Saving and restoring functions in TensorFlow


I am working on a VAE project in TensorFlow where the encoder/decoder networks are build in functions. The idea is to be able to save, then load the trained model and do sampling, using the encoder function.

After restoring the model, I am having trouble getting the decoder function to run and give me back the restored, trained variables, getting an "Uninitialized value" error. I assume it is because the function is either creating a new new one, overwriting the existing, or otherwise. But I cannot figure out how to solve this. Here is some code:

class VAE(object):    
    def __init__(self, restore=True):
        self.session = tf.Session()
        if restore:
            self.restore_model()
            self.build_decoder = tf.make_template('decoder', self._build_decoder)

@staticmethod
def _build_decoder(z, output_size=768, hidden_size=200,
                  hidden_activation=tf.nn.elu, output_activation=tf.nn.sigmoid):
    x = tf.layers.dense(z, hidden_size, activation=hidden_activation)
    x = tf.layers.dense(x, hidden_size, activation=hidden_activation)
    logits = tf.layers.dense(x, output_size, activation=output_activation)
    return distributions.Independent(distributions.Bernoulli(logits), 2)

def sample_decoder(self, n_samples):
    prior = self.build_prior(self.latent_dim)
    samples = self.build_decoder(prior.sample(n_samples), self.input_size).mean()
    return self.session.run([samples])

def restore_model(self):
    print("Restoring")
    self.saver = tf.train.import_meta_graph(os.path.join(self.save_dir, "turbolearn.meta"))
    self.saver.restore(self.sess, tf.train.latest_checkpoint(self.save_dir))
    self._restored = True

want to run samples = vae.sample_decoder(5)

In my training routine, I run:

        if self.checkpoint:
            self.saver.save(self.session, os.path.join(self.save_dir, "myvae"), write_meta_graph=True)

UPDATE

Based on the suggested answer below, I changed the restore method

self.saver = tf.train.Saver()
self.saver.restore(self.session, tf.train.latest_checkpoint(self.save_dir))

But now get a value error when it creates the Saver() object:

ValueError: No variables to save

Solution

  • The tf.train.import_meta_graph restores the graph, meaning rebuilds the network architecture that was stored to the file.
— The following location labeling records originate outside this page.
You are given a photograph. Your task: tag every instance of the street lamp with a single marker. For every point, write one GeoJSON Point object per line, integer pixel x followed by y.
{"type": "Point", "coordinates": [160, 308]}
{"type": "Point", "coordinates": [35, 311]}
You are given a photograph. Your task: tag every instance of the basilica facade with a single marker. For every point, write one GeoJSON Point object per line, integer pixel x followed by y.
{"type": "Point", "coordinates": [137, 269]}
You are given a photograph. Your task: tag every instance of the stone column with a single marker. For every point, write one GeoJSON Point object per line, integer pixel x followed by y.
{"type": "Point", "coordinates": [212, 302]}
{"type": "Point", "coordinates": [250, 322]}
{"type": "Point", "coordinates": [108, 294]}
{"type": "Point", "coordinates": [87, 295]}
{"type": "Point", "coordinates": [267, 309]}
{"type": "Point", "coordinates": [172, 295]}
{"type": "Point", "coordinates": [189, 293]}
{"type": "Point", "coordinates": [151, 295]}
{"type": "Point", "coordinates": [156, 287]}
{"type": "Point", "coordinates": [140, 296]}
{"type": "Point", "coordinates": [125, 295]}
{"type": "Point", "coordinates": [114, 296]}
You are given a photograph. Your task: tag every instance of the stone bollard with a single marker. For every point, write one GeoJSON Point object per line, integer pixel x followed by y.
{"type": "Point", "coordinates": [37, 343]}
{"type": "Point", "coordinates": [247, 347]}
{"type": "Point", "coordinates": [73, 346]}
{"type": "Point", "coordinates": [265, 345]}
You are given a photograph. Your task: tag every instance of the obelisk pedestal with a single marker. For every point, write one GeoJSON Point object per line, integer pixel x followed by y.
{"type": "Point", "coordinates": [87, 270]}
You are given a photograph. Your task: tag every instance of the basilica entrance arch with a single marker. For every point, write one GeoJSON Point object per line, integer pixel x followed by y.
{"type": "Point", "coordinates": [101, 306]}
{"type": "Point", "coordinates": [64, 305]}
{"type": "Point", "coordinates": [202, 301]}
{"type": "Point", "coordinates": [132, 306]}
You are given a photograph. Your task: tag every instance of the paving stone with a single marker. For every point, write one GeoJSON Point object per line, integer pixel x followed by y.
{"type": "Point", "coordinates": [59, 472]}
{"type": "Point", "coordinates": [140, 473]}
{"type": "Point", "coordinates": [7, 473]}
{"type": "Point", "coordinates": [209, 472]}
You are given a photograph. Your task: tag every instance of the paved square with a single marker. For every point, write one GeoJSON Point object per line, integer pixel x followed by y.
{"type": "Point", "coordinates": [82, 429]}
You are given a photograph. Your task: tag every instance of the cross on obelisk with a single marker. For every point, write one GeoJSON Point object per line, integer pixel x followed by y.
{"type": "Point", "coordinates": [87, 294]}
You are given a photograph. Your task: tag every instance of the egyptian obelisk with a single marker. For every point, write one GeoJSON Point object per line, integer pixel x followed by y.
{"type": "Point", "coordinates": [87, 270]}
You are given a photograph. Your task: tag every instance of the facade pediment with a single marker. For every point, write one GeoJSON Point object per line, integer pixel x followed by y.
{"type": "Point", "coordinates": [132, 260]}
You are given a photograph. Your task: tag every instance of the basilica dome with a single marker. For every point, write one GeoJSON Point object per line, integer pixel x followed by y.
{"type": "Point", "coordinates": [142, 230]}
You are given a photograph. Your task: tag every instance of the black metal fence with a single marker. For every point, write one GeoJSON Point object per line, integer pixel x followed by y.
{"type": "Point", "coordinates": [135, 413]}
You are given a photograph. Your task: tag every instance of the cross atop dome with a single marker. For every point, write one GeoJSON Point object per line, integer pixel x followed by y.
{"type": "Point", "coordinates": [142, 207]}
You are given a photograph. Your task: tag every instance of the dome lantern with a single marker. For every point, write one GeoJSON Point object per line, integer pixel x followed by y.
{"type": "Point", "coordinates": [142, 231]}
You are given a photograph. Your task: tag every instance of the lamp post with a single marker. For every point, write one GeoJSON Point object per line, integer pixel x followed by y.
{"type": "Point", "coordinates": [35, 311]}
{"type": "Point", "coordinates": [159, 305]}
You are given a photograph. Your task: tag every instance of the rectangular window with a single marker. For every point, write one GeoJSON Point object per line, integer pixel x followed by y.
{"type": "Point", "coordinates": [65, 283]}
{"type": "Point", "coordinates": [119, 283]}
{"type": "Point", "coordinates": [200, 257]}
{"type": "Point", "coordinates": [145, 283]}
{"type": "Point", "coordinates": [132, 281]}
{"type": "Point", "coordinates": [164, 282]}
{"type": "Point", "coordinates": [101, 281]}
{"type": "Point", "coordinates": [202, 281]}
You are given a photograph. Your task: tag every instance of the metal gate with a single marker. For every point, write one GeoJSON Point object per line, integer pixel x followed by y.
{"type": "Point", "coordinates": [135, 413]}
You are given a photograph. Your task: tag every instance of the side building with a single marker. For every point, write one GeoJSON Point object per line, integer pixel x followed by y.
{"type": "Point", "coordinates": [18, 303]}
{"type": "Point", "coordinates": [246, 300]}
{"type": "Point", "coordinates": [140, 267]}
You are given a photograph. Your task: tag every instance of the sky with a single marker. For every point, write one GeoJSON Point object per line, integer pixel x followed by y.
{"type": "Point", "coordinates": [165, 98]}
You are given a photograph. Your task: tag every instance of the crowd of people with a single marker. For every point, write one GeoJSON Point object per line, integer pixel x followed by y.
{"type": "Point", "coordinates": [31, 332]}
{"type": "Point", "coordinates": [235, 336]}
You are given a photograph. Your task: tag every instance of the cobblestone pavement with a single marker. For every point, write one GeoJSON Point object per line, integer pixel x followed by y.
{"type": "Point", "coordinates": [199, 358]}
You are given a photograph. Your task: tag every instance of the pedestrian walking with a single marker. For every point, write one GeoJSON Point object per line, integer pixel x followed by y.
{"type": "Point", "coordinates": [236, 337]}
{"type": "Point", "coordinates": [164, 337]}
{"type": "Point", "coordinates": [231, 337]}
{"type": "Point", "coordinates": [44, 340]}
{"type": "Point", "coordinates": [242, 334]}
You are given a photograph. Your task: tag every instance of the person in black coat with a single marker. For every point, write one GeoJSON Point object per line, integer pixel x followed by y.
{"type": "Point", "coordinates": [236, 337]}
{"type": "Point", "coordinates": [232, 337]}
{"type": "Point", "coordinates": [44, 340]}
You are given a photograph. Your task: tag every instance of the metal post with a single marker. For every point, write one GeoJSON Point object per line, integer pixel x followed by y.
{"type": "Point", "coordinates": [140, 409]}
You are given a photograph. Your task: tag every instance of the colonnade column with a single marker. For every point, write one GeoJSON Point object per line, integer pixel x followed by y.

The call to tf.train.Saver.restore on the other hand only restores the variable values from the file to the current graph in the session (this naturally fails if the some values of in the file belong to variables that do not exist in the currently active graph).

    So if you already build the network layers in the code, you don't need to call tf.train.import_meta_graph. Otherwise this might be causing you problems.

    Not sure how the rest of your code looks like but here are some suggestions. First build the graph, then create the session, and finally restore if applicable. Your init might look like this then

    def __init__(self, restore=True):
        self.build_decoder = tf.make_template('decoder', self._build_decoder)
        self.session = tf.Session()
        if restore:
            self.restore_model()
    

    However if you are only restoring the encoder, and building the decoder anew, you might build the decoder last. But then don't forget to initialize its variables before usage.